I have already spoken about how it’s so easy to get distracted here. The lives of a lot of the people who have been here for a long time speak of people who have basically lived a life where they have moved from one distraction to another. Keep an eye on your definition of success and ignore the rest (Please don’t ignore people though). Then when you succeed, contact me so that I can interview you and have you on the website as a shining example of possibility (seriously!)
Surprisingly not all students know this: every University here has student accommodation which you can book yourself into and prepay for before you land here. If means allow, pay for at least a semester of student accommodation. A lot of students usually end up leaving student accommodation when they find people that they can share a house with but student accommodation is a great place to get started.
Should that not be feasible, then I strongly recommend you speak to your guide so that they can house you for at least the first two weeks after you land. Within these two weeks you and your guide should search for and find you a home that you can move into.

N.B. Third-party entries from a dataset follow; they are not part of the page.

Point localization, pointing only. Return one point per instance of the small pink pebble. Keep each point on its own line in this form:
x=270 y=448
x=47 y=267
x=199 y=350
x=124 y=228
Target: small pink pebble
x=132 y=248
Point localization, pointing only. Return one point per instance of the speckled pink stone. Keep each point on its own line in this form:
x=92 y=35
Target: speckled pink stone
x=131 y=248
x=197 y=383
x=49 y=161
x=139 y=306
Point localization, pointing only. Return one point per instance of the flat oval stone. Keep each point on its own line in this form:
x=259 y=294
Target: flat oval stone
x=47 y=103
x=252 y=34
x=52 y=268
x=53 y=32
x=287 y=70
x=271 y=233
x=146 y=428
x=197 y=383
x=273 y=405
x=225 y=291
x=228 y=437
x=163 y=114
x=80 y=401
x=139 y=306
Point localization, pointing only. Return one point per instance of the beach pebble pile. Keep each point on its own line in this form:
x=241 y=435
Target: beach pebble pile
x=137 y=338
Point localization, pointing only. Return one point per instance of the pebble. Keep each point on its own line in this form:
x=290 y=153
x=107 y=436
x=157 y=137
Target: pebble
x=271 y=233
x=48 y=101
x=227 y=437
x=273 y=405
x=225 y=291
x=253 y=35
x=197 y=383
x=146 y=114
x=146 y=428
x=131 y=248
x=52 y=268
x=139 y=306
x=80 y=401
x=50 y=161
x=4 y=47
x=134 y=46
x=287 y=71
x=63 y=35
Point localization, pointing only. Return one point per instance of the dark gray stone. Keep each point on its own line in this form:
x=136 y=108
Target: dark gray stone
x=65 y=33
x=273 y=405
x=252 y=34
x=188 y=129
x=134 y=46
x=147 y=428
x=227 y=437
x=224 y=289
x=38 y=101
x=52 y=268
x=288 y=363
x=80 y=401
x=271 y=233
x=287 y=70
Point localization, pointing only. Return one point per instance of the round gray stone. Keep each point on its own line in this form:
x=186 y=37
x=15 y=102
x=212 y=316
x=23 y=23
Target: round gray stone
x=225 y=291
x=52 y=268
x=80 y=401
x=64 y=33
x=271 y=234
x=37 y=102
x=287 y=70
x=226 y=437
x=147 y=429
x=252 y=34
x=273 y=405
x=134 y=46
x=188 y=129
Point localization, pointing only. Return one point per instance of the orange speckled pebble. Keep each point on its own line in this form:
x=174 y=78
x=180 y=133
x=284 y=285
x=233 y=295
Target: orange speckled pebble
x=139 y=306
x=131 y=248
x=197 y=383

Some Things to be Aware of Once You Arrive
Whereas you may not necessarily need to know these things before you leave, they are important to keep in mind once you are in Australia.
Almost all students coming over here will have room mates. This is mainly because of the reduced costs of sharing expenses. It is also because of the social aspect. This social aspect will result in a lot of students sharing accommodation with people from the same country or a lot of Africans sharing with Africans etc
My main piece of advice is choose your room-mates very carefully. A lot of young people over here think the art of paying rent is something best left to other people. In addition to that, be prepared for the anxiety that comes from living with someone who doesn’t always live according to your rules. For an example of how this may play out please check out this post by Nyarshady regarding bathing.
If You are Here on Your Own
If you end up being here on your own without any guide or any prepaid accommodation then I recommend that you move yourself into a backpacker hostel to begin with. Unlike homes, backpacker hostels have very few barriers to moving in and you can pretty much get accommodation in one within about five minutes.If you stay in a shared room, a lot of hostels are also cheaper than housing.
The main things to look out for are crime: you are living with poor young people from all over the world. Lock up all your belongings at all time ,including your food and electronics. In addition to that backpacker hostels have a huge party, alcohol and drug culture. Be smart in this regards and continue looking for a home because I can guarantee you the student lifestyle isn’t very compatible with a backpacker’s hostel.
Some Resources for People Looking for Homes
First of all, speak to your University. I was recently informed that Deakin University in Melbourne’s student union has a service where they search for a house for you. Speak to your University and ask them to guide you as to how you can best find a home.
In addition to that you can also check out the real estate websites below. You can sign up via email to receive an email any time a home that fulfills your criteria becomes available. When using these websites, as soon as a home becomes available, GO SEE IT. The competition for housing in a lot of places here in Australia is intense and you want to be the early bird that catches the worm.
Anyone with any more tips and resources in terms of accommodation please send them to me and I will gladly share.
Websites for People Seeking Accomodation
1) Real Estate: http://www.realestate.com.au/
Additional Resources to Help You Find a Home
Taken from Timothy Ferriss bestselling book: The Four Hour Workweek. The pdf file below lists a number of additional online resources you can utilize to assist you in finding a home.
Please make sure you look over the novel approaches to the accommodation problem employed by Timothy Ferriss in the above document. In addition to that, let me highly recommend that you purchase Mr. Ferriss book: the Four Hour Workweek
You are Ready To Fly Out
By this point in the checklist you are pretty much ahead of most people who show up. So if you have some spare time enjoy being with your family and friends and saying goodbye to everyone. See you on the other side of the ocean when you land in Australia.